Prime Central London’s (PCL) housing market has often been the first to lead the charge after a downturn. However, changes to lifestyle preferences resulted in an increasing number of people moving out of urban cities. This, as well as a lack of international travel during Covid, put a dampener on the country's most exclusive housing market. But as life in London begins to return to its new normal, there are signs that the PCL market is beginning to pick up pace once again.
PCL’s rental market was the first to bounce back. After 19 consecutive months of falls since Covid began, rents in Inner London returned to growth in November 2021. At their lowest, the average rent in London’s 13 most central boroughs cost 24% less than on the eve of the pandemic. Since then, the return to international travel combined with the reopening of offices alongside all the other amenities central London has to offer, has fuelled demand for rental accommodation.
By the beginning of 2022, Inner London recorded the strongest rental growth in Great Britain. Last month, the average rent of a home in Inner London cost £2,513 pcm, back to pre-pandemic times. A shortage of homes seems set to continue fuelling rents over the coming months. However, given that rents were already recovering towards the end of 2021, future growth is likely to slow as the year progresses. Even so, PCL is likely to be the top-performing area for rental growth this year, welcome news to investors who have endured some tough times over the last couple of years.
It also means that yields are on the rise with rents outperforming house prices. The average gross yield in Prime Central London rose to 5.6% in the second half of 2021, the highest return in more than half a decade.

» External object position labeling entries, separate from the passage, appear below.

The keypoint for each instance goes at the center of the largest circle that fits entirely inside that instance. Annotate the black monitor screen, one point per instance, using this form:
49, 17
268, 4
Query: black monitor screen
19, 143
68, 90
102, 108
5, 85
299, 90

It's also been an encouraging start to 2022 for the sales market. While prospective buyer numbers are on the rise again (up 19% compared to April 2019), demand for London’s most exclusive property is nowhere near its 2014 heyday. Given that purchases in this prime market tend to be discretionary, global sentiment plays an important role. While demand for PCL property is picking up from its Covid-lows, it’s likely to be dampened by the war in Ukraine as well as rising inflation and interest rate hikes across the world.
Even so, a lack of stock has meant that 13% of homes sold in PCL so far this year sold above their asking price, the highest share since 2014. As a result, the average seller achieved 97.1% of their asking price, up from 96.1% this time last year and 93.8% pre-Covid in 2019. However, the average home in PCL took 70 days to sell last month, more than double the time it took at the peak of the market in 2014.
International buyers are slowly returning to town but are nowhere near pre-Covid levels. During the first three months of the year, international buyers bought 40% of homes sold in PCL. This figure is up from the record low of 28% in Q1 2021 but remains a fraction of the 51% recorded three years ago. Buyers from Asia and Australia have picked up the most, while interest from the EU and the Middle East remains muted. The lack of international demand is weighing heaviest on traditional hotspots such as Knightsbridge, Belgravia and Chelsea where prices remain below their pre-pandemic highs.
Domestic buyers continue to dominate the market, a rare sight in PCL’s history. And more of them are coming from out of town - a record 18% of domestic of buyers moved into PCL this year from outside the capital, more than double the pre-Covid norm. The same is true for tenants, yet it seems the footloose nature of many jobs today means that it’s culture and lifestyle rather than employment that are becoming the capital’s biggest draw.
PCL’s market was poised for recovery this year and beyond, but there are a growing number of risks on the horizon. It’s hard to know what impact spiralling inflation and rising interest rates will have on PCL buyers. On one hand, wealthier households are likely to be most immune from the rising costs of goods, services and in particular, energy bills. However, on the other hand, rising interest rates make property debt more expensive to service and it also opens up other opportunities for people to invest their money.
On balance, PCL’s housing market will likely see a solid, rather than spectacular year in 2022. But in 2023, we could see the tempo change, ready for when a new housing cycle may dawn in 2024 as prices begin to accelerate once again. We forecast house prices in PCL to rise 1.0% in 2022, 2.0% in 2023 and 4.0% in 2024.